L’Encyclopédie est un monument qui honore la France ; aussi fut-elle persécutée dès qu’elle fut entreprise[1]. Le discours préliminaire qui la précéda était un vestibule d’une ordonnance magnifique et sage, qui annonçait le palais des sciences ; mais il avertissait la jalousie et l’ignorance de s’armer. On décria l’ouvrage avant qu’il parût ; la basse littérature se déchaîna ; on écrivit des libelles diffamatoires contre ceux dont le travail n’avait pas encore paru.

Mais à peine l’Encyclopédie a-t-elle été achevée que l’Europe en a reconnu l’utilité ; il a fallu réimprimer en France et augmenter cet ouvrage immense, qui est de vingt-deux volumes in-folio : on l’a contrefait en Italie, et des théologiens même ont embelli et fortifié les articles de théologie à la manière de leur pays : on le contrefait chez les Suisses, et les additions dont on le charge sont sans doute entièrement opposées à la méthode italienne, afin que le lecteur impartial soit en état de juger.
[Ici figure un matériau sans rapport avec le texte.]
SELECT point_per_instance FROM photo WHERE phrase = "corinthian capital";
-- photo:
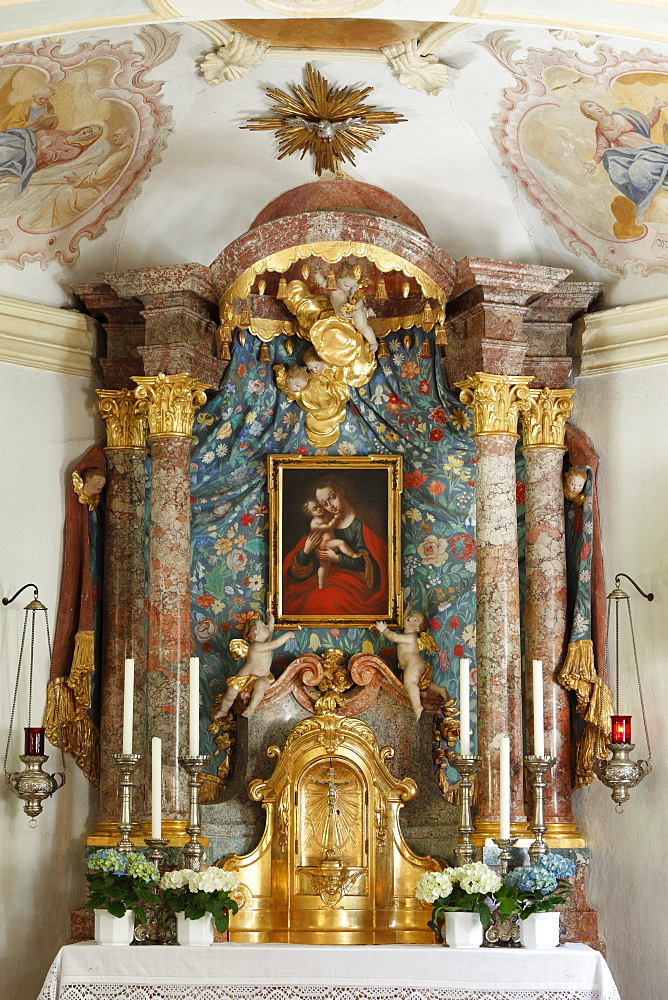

Cependant cette entreprise n’appartenait qu’à la France ; des Français seuls l’avaient conçue et exécutée. On en tira quatre mille deux cent cinquante exemplaires, dont il ne reste pas un seul chez les libraires. Ceux qu’on peut trouver par un hasard heureux se vendent aujourd’hui dix-huit cents francs ; ainsi tout l’ouvrage pourrait avoir opéré une circulation de sept millions six cent cinquante mille livres. Ceux qui ne considéreront que l’avantage du négoce verront que celui des deux Indes n’en a jamais approché. Les libraires y ont gagné environ cinq cents pour cent, ce qui n’est jamais arrivé depuis près de deux siècles dans aucun commerce. Si on envisage l’économie politique, on verra que plus de mille ouvriers, depuis ceux qui recherchent la première matière du papier, jusqu’à ceux qui se chargent des plus belles gravures, ont été employés et ont nourri leurs familles.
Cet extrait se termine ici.